A suite of questions designed to capture the material deprivation experienced by families with children has been included in the FRS since 2004/05. These data fed into the Child Poverty Act 2010 target on children who are materially deprived, and meet the legal requirement for government to produce metrics on child poverty, as set out in the Welfare and Work Act 2016. In the FRS, respondents are asked whether they have 21 goods and services, including child, adult and household items. If they do not have a good or service, they are asked whether this is because they do not want them or because they cannot afford them.

The original list of items was identified by independent academic analysis in 2004: Developing deprivation questions for the Family Resources Survey. The questions were designed to be the best discriminator between those families that are deprived and those that are not. A new suite of material deprivation questions was later developed specifically for pensioners. However, no questions currently exist to report material deprivation for working-age adults without children.

Users we spoke to told us that material deprivation is often an easier poverty concept to communicate than income thresholds, as the public tend to associate poverty with a lack of resources, rather than just a lack of income. We also found that many users feel material deprivation can be used as a proxy for lived experience of poverty. Material deprivation is included in the SMC’s ‘lived experience’ indicators.

DWP already produce statistics within HBAI on children in ‘combined low income and material deprivation’ for children in families which are classed as materially deprived and have an equivalised household income below 70% of median income before housing costs, and statistics on children in ‘severe low income and material deprivation’, where the equivalised household income is below 50% of median income before housing costs. DWP are considering ways to improve or extend these statistics to provide users with a better understanding of those in deep poverty who lack essential resources and income.

Although users we spoke to find the DWP’s material deprivation statistics useful, they raised concerns about the suitability of the current set of questions and whether they are reflective of essential needs in society today. The HBAI methodology document states that the questions are kept under review, with the last update taking place in 2010/11. Some users pointed to JRF’s Minimum Income Standards (MIS) research as representing a more reflective set of basic needs in society today. This research is based on what the public has said is needed for a decent minimum living standard, as opposed to essential items and services. The MIS are updated more regularly than the material deprivation questions.

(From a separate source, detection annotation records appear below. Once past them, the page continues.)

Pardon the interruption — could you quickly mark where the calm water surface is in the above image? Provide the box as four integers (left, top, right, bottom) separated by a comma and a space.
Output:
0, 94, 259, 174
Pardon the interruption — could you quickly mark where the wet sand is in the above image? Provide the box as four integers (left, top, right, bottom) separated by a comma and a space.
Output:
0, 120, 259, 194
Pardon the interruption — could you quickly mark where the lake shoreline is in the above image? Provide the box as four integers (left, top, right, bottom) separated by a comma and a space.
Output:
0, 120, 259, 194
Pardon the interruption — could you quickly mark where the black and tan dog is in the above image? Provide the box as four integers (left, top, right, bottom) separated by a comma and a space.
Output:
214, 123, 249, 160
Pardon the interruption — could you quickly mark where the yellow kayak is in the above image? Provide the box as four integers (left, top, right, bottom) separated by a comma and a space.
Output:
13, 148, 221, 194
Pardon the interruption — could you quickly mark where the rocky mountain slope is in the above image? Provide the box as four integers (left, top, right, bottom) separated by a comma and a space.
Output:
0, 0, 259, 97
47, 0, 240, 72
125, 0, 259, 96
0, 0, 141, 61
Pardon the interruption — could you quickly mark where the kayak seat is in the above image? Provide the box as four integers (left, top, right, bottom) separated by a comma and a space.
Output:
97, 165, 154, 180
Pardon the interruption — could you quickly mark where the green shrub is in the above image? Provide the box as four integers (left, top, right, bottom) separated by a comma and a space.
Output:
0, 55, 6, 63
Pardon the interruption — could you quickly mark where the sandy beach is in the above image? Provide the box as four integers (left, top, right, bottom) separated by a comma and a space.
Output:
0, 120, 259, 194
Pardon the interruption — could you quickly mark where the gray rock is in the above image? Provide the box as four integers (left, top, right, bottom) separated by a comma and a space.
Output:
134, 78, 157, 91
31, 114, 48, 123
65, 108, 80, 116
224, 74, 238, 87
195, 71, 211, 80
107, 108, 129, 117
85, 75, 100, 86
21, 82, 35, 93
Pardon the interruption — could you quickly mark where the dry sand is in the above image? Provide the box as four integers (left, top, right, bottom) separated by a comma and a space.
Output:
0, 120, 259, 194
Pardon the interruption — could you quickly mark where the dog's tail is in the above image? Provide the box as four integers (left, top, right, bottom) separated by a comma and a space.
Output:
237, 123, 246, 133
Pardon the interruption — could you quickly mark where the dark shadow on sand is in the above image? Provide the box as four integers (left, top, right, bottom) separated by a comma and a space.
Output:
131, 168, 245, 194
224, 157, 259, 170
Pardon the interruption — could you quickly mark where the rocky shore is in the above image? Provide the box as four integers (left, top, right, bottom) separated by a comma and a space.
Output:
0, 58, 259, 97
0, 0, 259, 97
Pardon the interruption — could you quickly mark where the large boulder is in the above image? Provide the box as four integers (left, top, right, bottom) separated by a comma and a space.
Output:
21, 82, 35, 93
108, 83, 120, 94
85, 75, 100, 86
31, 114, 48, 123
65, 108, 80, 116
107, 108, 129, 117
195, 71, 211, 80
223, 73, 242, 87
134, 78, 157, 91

We found that the current material deprivation questions are weakened by the lack of clarity in some of the questions – for example around holidays, where a holiday is not defined as being in the UK or abroad, an answer which may involve dramatically different costs. Similarly, the questions on material deprivation do not ask individuals about their income. If your income is above the poverty lines drawn in HBAI, it is still possible to be classed as materially deprived, but not considered to be in poverty. The material deprivation measure therefore needs to be considered alongside the low-income measures for it to be meaningful. There is also currently no way to compare material deprivation across different groups for example, couples with children, without children and pensioners.

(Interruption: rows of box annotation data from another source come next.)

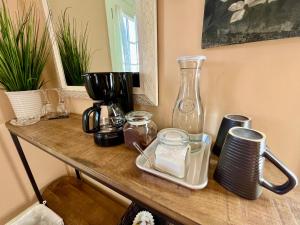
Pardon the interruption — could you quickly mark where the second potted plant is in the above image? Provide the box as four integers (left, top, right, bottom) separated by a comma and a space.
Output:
0, 1, 49, 125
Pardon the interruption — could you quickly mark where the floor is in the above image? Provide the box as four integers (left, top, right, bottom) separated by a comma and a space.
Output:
43, 176, 126, 225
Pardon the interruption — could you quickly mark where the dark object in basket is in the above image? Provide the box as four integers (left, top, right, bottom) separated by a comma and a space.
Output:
119, 203, 175, 225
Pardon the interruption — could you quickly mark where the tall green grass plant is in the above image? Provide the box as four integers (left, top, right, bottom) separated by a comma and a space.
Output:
56, 9, 90, 86
0, 0, 49, 92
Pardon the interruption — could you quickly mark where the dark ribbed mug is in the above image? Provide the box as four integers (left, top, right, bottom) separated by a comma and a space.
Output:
212, 114, 251, 156
214, 127, 298, 200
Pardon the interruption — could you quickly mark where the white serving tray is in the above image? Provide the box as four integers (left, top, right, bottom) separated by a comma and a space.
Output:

To increase the public value of the existing statistics, DWP should:

  • review the current set of questions which underpin material deprivation and determine a way to compare material deprivation across groups, in collaboration with other producers across the GSS who use these questions.
  • increase the consistency in the way it reports material deprivation, as it currently reports material deprivation of children in households with less than 50% and 70% of median income but not at 60%.